Minipalais – It’s almost impossible to find a great place to eat on Sunday night in Paris.  I can’t think of anywhere I’d rather be than this rather grand room, where the service is wonderful and the food appealing.  Eric Frechon, of the Bristol, is the consulting chef, and the food is fresh and modern. Meals begin with giant popovers, and the charcuterie plate is swell.  Open every day, which is unusual.

Huiterie Regis – Just about everyone’s favorite place for oysters in Paris.  It’s small, and there’s always a wait.  It’s worth it.

Le Baratin – Raquel Carena cooks simple, personal, rustic food in a small Belleville restaurant. There’s a reason why everyone loves this restaurant.

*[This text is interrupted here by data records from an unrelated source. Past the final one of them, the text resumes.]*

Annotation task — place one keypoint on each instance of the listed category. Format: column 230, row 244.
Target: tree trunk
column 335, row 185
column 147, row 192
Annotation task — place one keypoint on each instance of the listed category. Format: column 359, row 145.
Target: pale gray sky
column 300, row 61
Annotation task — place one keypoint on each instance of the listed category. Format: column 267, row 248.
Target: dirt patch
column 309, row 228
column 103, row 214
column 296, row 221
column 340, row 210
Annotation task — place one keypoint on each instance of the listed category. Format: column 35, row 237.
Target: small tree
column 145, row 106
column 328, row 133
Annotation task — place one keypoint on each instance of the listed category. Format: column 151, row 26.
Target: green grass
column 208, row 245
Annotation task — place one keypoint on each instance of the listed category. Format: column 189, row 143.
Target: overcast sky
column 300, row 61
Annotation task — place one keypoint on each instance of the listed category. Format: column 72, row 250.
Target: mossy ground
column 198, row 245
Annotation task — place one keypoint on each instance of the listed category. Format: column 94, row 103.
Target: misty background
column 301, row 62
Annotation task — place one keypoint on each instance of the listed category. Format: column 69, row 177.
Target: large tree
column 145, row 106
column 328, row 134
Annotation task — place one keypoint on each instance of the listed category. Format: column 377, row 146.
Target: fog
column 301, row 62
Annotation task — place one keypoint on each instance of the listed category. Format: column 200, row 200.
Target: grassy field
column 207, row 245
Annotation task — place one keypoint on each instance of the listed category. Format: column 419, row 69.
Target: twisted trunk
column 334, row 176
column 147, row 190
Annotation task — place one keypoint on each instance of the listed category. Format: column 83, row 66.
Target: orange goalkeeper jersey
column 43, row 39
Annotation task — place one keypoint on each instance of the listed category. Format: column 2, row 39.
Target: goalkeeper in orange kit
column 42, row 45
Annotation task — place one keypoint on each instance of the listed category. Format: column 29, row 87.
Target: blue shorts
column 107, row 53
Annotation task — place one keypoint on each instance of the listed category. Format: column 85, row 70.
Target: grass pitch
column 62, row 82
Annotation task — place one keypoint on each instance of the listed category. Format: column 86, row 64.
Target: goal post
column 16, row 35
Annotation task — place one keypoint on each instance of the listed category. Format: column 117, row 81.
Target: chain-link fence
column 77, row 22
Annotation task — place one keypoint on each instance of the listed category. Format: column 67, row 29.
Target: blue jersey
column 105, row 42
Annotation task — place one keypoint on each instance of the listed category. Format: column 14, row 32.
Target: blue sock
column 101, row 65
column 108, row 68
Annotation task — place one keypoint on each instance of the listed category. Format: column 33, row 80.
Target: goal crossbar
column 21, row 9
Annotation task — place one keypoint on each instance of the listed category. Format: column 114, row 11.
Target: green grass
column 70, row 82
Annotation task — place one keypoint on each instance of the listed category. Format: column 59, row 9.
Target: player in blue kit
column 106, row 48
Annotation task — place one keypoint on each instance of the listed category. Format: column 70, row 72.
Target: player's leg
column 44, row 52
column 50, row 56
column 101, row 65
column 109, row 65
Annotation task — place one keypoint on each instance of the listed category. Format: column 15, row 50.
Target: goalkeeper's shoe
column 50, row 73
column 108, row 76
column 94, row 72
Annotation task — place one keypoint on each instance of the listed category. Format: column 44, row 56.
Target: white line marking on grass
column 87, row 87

Chez Robert et Louise – I’ve been going to this restaurant since the sixties (the first time I ate there Jeanne Moreau was at the next table), and it reminds me very much of the way Paris used to be.  The food is inexpensive and almost brutally rustic. Robert was a butcher, and he cooked all his meat right in the fire; they still do. 

Chartier – An old bouillon, a working man’s restaurant, that is the picture-perfect turn of the century bistrot. The food isn't fabulous, but it is absolutely classic and extremely inexpensive. If you loved Midnight in Paris, you'll love it; it's like walking into history.  No reservations.  I try to stop in every time I’m in Paris.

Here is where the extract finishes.